The DNAFit tests for up to 45 gene variants scientifically linked to the body’s response to training and nutrition. While other measures change according to our recent activity, our genes are static so provide a solid base upon which to make decisions. For example, we’re able to provide information on whether you respond better to power training such as short sprints or high intensity weights, or more enduranceled activities such as longer distance running and prolonged cardio. The test helps you play to your genetic advantage; whether it’s to lose weight, exercise more efficiently, or both. DNAFit is like being given your body’s own instruction manual.

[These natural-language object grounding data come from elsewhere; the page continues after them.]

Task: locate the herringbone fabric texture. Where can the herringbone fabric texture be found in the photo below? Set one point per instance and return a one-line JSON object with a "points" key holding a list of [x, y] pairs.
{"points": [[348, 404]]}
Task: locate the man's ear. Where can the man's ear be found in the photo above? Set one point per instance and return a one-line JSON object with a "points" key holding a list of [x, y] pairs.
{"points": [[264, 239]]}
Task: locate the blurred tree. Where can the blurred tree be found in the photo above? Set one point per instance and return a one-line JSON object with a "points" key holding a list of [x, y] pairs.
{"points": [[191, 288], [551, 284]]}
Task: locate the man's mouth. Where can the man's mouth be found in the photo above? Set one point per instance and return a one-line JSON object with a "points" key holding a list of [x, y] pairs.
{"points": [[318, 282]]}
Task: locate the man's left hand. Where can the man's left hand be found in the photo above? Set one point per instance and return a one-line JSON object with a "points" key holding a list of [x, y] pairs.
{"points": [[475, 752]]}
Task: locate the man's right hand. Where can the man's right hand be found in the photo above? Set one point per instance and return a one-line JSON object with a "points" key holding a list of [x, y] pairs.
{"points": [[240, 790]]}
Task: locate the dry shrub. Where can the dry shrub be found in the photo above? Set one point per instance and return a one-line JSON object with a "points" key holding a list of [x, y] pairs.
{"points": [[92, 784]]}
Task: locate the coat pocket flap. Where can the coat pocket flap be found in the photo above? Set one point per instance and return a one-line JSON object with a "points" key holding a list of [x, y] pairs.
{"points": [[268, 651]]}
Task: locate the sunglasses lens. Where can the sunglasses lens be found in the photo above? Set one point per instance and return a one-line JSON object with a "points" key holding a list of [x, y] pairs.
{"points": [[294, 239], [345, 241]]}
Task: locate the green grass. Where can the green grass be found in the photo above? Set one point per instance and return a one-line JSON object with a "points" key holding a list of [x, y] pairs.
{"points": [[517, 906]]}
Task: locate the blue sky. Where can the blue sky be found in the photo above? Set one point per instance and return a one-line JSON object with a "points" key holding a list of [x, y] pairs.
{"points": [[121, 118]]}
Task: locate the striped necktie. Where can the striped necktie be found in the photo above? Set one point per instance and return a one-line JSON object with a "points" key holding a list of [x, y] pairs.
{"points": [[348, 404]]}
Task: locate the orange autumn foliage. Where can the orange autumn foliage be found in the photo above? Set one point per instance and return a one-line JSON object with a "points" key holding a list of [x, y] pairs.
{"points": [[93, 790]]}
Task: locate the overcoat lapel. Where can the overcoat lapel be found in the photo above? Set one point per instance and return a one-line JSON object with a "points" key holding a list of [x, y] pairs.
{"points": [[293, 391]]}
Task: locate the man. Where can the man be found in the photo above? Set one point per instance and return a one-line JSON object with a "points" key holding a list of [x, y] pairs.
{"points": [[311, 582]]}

Could it create the perfect diet, too?

A There’s no such thing as a one-sizefits- all diet or nutrition programme. Some people are more sensitive to saturated fat while others have a greater sensitivity to refined carbohydrates. This is one of the reasons why some people respond well to one diet type, whereas others may not see the same result – we are all different. DNAFit provides valuable data to help create your own truly bespoke meal and exercise programme. The test also looks at other dietary sensitivities such as caffeine, gluten and lactose intolerances, and whether you may need to increase your intake of vitamins D and B, omega 3 or antioxidants more than others.


What else could we discover?


The test also reveals whether you may be at a raised risk of tendon, ligament and joint injury from training, your VO2 Max response and your body’s recovery speed between exercise sessions. This means you can tailor your training to minimise injury risk and develop a regime that is more efficient and effective for you. When we worked with 800m runner Jenny Meadows, she discovered she had a high risk of injury which was confirmed by her training history. By amending her training to minimise that risk, she has now gone on to record the fastest 800m indoor time in the last three years and qualified for the World Championships in Beijing.

So could the future really mean tailoring our lives to our DNA? The experts say there is more research to be done and of course genetics alone can’t be used as a shortcut for getting fit and healthy – but if you fancy delving into your DNA and discovering more about your body, tests can be bought online at from £99.